Causes joyeuses ou désespérées, de Dominique Noguez, un recueil d’articles écrits sur une trentaine d’années, démontre encore une fois l’érudition, l’humour et l’irrévérence de cet auteur si polyvalent. Et européen, dans le meilleur sens du terme.
Dominique Noguez, Causes joyeuses ou désespérées. Albin Michel, 188 p., 15 €
Scepticisme. Commençons par « s », celui de « Scepticisme ? », l’un des vingt-six articles du recueil. Noguez s’affiche sceptique, prétendant qu’à la différence de Pyrrhon, qui avait un monde neuf devant lui, aujourd’hui « on a l’impression qu’on a dépassé depuis longtemps les chemins, même ceux qui mènent nulle part, qu’on n’a plus devant soi que fondrières et précipices ». Noguez va-t-il abandonner la partie ? Rien de tel ! Justement, il cite Guillaume d’Orange : « Il n’est pas nécessaire d’espérer pour entreprendre ni de réussir pour persévérer. »
D’où vient son désespoir ? La disparition de tout ce à quoi sa génération croyait : « Par exemple, la littérature, le latin, la langue française, la laïcité – pour ne prendre que la lettre L – et aussi légalité des chances, laréduction des injustices, ladiversitédescultures, lecinémadart&essai, lacôtedeboeuf, leclimatempéré, lanon-violence, ladouceur, lélégance, etc. » Le lecteur doit louer cette litanie en « l », tout en luttant contre l’envie de l’imiter. La lamentation à laquelle donne libre cours l’auteur serait-elle un peu légère ?

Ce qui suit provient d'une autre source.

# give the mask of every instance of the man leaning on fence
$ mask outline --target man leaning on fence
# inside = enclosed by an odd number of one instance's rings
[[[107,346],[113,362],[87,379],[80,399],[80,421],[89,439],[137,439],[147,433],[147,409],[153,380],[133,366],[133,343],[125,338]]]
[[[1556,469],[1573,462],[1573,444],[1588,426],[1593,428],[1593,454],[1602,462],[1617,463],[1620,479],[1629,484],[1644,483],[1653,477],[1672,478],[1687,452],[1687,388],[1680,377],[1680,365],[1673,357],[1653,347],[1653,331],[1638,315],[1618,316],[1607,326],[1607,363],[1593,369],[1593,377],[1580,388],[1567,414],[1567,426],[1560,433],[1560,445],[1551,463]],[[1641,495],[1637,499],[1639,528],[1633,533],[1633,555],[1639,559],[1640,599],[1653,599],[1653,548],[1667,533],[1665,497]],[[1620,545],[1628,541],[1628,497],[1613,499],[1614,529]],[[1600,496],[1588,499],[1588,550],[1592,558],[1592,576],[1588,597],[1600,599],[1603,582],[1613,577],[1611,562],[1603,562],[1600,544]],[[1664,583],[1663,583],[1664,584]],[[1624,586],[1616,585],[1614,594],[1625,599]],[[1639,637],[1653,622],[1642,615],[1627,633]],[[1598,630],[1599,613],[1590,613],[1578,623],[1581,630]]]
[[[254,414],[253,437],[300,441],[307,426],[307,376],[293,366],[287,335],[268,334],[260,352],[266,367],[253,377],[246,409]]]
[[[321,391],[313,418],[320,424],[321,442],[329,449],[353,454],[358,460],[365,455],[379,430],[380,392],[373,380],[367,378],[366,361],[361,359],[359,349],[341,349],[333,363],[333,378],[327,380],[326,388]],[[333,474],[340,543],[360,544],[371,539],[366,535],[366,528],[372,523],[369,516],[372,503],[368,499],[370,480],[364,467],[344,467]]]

De fait, Dominique Noguez ne se formalise jamais d’un manque de formalisme en littérature ; tantôt il s’impose des contraintes, tantôt il écrit de manière libre, donc la forme reste toujours au service du fond. La « disparition » qu’il déplore ne se résume pas dans l’absence d’une seule lettre – à la différence de l’un de ses modèles – mais doit se dessiner à travers une série d’arguments joyeux, sans qu’on saisisse complètement leur portée.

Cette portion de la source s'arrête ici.